Sounds like the CEO is basically saying that they have to sell it in order to meet CAFE standards, and due to caps put on the electric cars, they can't charge what the car actually costs to build and markup. So he intends to sell just enough of them to meet these CAFE requirements in fuel economy and no more.
If Tesla can make a full-sized sedan with a 265 mile range (85KWh battery) for $73,570 while averaging a 25% profit margin there's no reason why Fiat shouldn't be able to make a profit selling a much smaller car with a much smaller battery and a much smaller range.
Tesla actually loses money on their cars, they make a profit by selling emissions credits to other companies. The car side of the business is a money loser; the emissions-selling side makes their profit.
Browsing at +1 - no ACs, I ignore their posts. So refreshing!
Well, they don't magically get cheaper to build just by building more. They get cheaper to build as the manufacturer refines the process, improves the technology, and scales the production lines to amortize the fixed costs of a production facility over a larger number of vehicles. That is, it takes work to make them cheaper, above and beyond just making more.
As long as there's sufficient demand, producers will have enough reason to scale up the production and work to bring the production cost down. Eventually, if all goes well, this begins a virtuous cycle where decreased price increases demand, and increased demand drives further cost reduction and innovation.
This works great if there's enough demand to kick-start the process. Unfortunately, the price of EVs today is too high to drive sufficient demand. Hence the carrot-and-stick incentives to try to jumpstart the virtuous cycle.

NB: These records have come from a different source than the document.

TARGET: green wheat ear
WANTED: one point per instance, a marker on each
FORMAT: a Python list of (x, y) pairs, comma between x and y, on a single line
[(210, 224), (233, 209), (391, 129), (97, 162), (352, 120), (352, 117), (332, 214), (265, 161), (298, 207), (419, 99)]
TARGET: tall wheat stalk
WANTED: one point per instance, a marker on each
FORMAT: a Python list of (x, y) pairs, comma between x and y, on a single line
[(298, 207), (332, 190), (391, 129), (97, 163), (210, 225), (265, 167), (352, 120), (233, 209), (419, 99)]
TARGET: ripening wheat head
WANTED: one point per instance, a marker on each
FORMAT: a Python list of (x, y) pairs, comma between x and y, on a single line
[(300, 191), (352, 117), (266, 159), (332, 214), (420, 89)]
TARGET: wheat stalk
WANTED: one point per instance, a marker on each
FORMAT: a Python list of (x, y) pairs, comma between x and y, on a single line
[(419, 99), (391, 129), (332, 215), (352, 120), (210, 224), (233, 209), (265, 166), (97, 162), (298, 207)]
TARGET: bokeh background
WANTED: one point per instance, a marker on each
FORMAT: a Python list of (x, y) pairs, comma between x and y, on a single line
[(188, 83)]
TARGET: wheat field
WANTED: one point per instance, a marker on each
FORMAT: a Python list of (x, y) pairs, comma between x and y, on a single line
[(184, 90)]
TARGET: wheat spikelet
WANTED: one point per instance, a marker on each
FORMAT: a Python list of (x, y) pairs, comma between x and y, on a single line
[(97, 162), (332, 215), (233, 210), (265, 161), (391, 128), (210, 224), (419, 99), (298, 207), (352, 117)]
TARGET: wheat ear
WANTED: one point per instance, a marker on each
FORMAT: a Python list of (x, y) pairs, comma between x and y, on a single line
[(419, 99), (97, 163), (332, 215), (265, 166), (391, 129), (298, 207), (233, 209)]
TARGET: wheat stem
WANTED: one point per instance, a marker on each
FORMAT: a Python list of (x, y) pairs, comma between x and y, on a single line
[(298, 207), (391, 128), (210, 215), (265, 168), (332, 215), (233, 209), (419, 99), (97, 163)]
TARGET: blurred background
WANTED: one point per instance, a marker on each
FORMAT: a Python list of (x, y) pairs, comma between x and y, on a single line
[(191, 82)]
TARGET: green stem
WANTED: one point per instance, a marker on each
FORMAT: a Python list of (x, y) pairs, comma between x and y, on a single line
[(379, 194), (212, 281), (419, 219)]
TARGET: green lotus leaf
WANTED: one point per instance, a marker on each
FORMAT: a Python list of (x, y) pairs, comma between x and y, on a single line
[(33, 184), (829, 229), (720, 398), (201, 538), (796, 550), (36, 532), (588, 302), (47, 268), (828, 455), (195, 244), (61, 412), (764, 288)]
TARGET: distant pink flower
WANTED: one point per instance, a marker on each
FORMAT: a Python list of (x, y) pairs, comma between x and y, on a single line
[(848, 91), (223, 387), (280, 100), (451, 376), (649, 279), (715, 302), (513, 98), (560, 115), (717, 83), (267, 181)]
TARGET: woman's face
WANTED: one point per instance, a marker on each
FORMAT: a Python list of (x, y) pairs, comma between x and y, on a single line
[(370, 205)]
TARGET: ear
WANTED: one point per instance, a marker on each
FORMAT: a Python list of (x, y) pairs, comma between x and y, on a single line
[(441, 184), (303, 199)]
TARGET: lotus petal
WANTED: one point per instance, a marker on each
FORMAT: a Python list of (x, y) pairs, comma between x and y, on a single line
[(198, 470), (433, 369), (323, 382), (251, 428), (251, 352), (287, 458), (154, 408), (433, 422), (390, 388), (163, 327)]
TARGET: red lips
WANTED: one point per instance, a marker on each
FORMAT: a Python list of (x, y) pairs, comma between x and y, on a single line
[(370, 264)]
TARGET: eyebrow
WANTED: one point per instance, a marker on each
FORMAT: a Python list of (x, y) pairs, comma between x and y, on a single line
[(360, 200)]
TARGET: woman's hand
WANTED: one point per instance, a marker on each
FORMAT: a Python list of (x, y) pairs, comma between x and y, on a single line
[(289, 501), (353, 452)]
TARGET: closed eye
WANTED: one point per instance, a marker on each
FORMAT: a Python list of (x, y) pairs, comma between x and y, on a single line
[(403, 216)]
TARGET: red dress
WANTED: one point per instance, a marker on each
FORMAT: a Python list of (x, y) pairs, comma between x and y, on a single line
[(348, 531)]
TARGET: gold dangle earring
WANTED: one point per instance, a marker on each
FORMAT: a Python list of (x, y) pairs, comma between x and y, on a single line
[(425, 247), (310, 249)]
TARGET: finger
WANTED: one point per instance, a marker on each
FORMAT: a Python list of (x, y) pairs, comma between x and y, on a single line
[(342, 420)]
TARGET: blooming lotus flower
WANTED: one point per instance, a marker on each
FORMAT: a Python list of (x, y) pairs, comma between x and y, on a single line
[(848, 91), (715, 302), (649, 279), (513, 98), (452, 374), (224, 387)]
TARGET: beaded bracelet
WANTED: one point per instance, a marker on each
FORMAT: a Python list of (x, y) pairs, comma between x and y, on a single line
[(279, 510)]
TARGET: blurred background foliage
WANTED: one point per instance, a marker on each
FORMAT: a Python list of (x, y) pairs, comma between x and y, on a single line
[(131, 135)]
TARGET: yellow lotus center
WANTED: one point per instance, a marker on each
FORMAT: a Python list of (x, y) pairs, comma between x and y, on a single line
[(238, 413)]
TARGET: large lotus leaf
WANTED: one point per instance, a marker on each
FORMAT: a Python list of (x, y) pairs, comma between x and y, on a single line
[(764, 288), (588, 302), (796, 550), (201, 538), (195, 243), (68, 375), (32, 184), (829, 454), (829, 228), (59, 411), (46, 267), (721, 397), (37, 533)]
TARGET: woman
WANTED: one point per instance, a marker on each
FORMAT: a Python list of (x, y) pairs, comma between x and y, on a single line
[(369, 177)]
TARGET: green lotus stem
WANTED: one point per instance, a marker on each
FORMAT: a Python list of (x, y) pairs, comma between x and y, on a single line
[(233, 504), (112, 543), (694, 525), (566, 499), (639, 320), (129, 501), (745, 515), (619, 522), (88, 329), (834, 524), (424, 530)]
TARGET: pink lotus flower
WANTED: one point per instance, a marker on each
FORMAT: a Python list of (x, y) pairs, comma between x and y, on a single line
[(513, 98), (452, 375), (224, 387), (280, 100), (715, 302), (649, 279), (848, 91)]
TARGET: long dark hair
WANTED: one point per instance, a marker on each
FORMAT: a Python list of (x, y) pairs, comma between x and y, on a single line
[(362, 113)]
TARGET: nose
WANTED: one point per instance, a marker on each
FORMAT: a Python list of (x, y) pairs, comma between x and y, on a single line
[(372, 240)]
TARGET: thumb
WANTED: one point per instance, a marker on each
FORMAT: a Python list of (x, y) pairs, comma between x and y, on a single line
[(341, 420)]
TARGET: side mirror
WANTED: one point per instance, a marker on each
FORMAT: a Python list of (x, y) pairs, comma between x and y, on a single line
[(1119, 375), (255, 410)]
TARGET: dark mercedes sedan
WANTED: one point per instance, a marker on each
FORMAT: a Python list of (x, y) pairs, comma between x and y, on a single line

On the carrot side are tax breaks and government subsidies / loan guarantees. On the stick side are fleet-wide fuel economy standards, price caps and quotas.
Right now, it seems as if most traditional auto manufacturers treat their electric cars either as halo cars, or as tasks they're required to do by law/regulation/whatever but would rather not. I doubt anyone at GM is staking the quarterly numbers on Chevy Volt sales, for example, but it doesn't stop them advertising it. The only competition at this point, though, is positioning, posturing and establishing a brand. That is, competition on the marketing front. The market's still too small to have meaningful competition driving the product development. At least, that's how it seems to me.
Eventually they'll figure out how to bring the costs down. Meanwhile, the early adopters hopefully help build interest and therefore demand in the future. When that happens, I'd expect the real competition to start. You'll see Toyota or GM or someone get into the mega-battery business, like Tesla is currently. Or some other major, bold move like that.
In the meantime, the carrot-and-stick will push both the supply and demand curves to the right, elevating the total units shipped to a modest number until the market can sustain itself.
Program Intellivision!
If the left and right look the same to you, it's either because you're a centrist (doubtful), or some kind of libertarian weirdo.
Is your boss's Prius's battery covered in gold trim and studded with tiffany diamonds and signed by George Clooney or something? Because brand-new OEM Prius batteries cost $2.5 to 3.5k and you can get refurbished ones for under $1k. Some companies that specialize in refurbished packs charge less than $1k *total* (including labor) to swap out a Prius pack with a refurbished one.
$10k? If that's true, either your boss was pulling your leg or he was scammed, big-time.
For the love of Crom, am I the only one here who wants to keep the U.S. technologically competitive?